3. It has the pancha bhutas in it. Made of prithvi along with ap and agni, it has vayu in its pores and the sound is produced by akasa.
4. There are two types. One is more spherical with a smaller neck and is less heavy and is made in Karnataka, Andhra and Northern Tamil Nadu. The other one is heavier and cylindrical with a longer neck and comes from Manamadurai and Palghat. Both varieties are made of mud with brass, copper and iron filings mixed.
5. The first variety is more suited for delicate strokes. You can reduce the pitch of a ghatam by applying beeswax or plasticene. If you want to reduce the pitch quickly, fill it with water, leave it for ten minutes, drain it and you will see an immediate reduction in pitch. But the volume does suffer.
6. Ranga Rao and Shama Rao of Mysore, Umayalpuram Sundaram Iyer/Narayana Iyer, Palani Krishna Iyer were the pioneers in the modern day ghatam. The last named is said to have trained under Coimbatore Anantachar.
7. Umayalpuram has a particularly rich tradition. Kothandarama Iyer was a stalwart who switched from the mridangam to the ghatam. V Krishna mentioned V Suresh and Sukanya Ramgopal and also Vikku Vinayakaram among present day names.
8. The double stroke with both hands and the gumki with both hands, the use of wrist and thumb, the double gumki with the stomach and wrists are all specialities in this instrument.
1. The construction was described in detail. But I found it a little confusing and so refrained from taking notes. It belongs to the lamellophone family.
2. It is an instrument used all over the world. Rajasekar played on Russian, Vitenamese, Japanese and Indian varieties and they all sounded amazingly the same! Truly this must qualify as an international instrument.
3. It goes by various names such as Mukhasangu, Morchang, Jews Harp, Jaws Harp.
4. A Buddhist work states this was used in monasteries like a conch and was meant to indicate the beginning of classes.
5. Sounds are produced by inhalation, exhalation and the tongue.
6. The sounds we here are by the konnakkol recitation of which care must be taken that all sounds must emanate only from the mohrsing.

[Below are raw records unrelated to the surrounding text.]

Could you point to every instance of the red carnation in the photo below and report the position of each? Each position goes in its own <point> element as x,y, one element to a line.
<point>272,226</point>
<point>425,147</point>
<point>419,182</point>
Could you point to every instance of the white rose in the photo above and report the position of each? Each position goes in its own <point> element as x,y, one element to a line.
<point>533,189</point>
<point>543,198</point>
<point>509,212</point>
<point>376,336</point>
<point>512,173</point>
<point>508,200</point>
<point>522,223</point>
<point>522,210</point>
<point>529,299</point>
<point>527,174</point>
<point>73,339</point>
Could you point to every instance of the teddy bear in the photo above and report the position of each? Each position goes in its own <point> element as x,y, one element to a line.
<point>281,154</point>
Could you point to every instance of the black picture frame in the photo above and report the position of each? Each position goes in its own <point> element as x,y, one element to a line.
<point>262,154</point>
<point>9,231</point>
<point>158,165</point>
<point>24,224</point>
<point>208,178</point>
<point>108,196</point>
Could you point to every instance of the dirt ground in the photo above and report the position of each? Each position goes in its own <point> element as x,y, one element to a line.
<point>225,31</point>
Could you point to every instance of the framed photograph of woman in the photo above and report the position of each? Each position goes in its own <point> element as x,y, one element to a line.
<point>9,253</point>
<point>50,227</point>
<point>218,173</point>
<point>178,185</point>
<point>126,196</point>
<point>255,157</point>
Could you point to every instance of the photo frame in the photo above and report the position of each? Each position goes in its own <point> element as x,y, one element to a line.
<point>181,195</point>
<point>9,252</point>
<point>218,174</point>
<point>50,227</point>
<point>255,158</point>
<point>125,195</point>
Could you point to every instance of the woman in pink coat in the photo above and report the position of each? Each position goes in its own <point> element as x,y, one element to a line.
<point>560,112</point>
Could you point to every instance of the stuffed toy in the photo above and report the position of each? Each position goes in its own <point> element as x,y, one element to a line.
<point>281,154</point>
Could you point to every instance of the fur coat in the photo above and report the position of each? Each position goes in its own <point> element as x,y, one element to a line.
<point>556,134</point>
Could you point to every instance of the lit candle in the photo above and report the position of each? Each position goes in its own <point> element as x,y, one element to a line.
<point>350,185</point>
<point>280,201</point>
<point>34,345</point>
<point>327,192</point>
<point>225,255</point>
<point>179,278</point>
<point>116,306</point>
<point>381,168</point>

7. Coimbatore Venkoba Rao, Adichapuram Seetharama Iyer and Mannargudi Natesa Pillai are some of the pioneers.
The programme then went on to part II. The technique of when it would be appropriate for each pakka vadyam to enter the piece being rendered was demonstrated for a varnam and also for sangatis in kritis.
The presentation had to be wound up after that. I was eagerly awaiting facts on how to play for niraval, swaram, kannakku, tani, teermanam etc, all of which I thought were more pertinent to the subject. But then, the Academy’s time schedules are cast in stone.
Trichy Sankaran praised the speakers and the accompanists. Dr Pappu questioned the etymology of this peculiar term upa (Sanskrit) pakka (Tamil and meaning Upa) vadyam (Sanskrit). He felt they must be called sahalayavadya. In the old days, a TV Subba Rao or a Raghavan would have brought in a resolution to that effect, but we live in egalitarian times.
TRS spoke. Valayappatti summed up in his unique style. The man is cast in a different mould. Having shaded his eyes he tried to recognise all those in the rows of Experts Committee Members and said “Yaaru amma anda lady? O Vedavalliya? Vanga Vanga”.
He told Ravikiran that he sang very well and quoted GNB to the effect that if any good singer needs to become a top ranker, he must have some anavasyams (unnecessary elements) in his music. He hoped Ravikiran would soon do so.
He then pleaded for retaining Tamil and Sanskrit in music. Having said this, he solemnly demonstrated various nadais by reciting the nursery rhyme Hickery Dickery Dock. He commented on how tame it all sounded. Whereupon Pappu thanked everyone and we all left.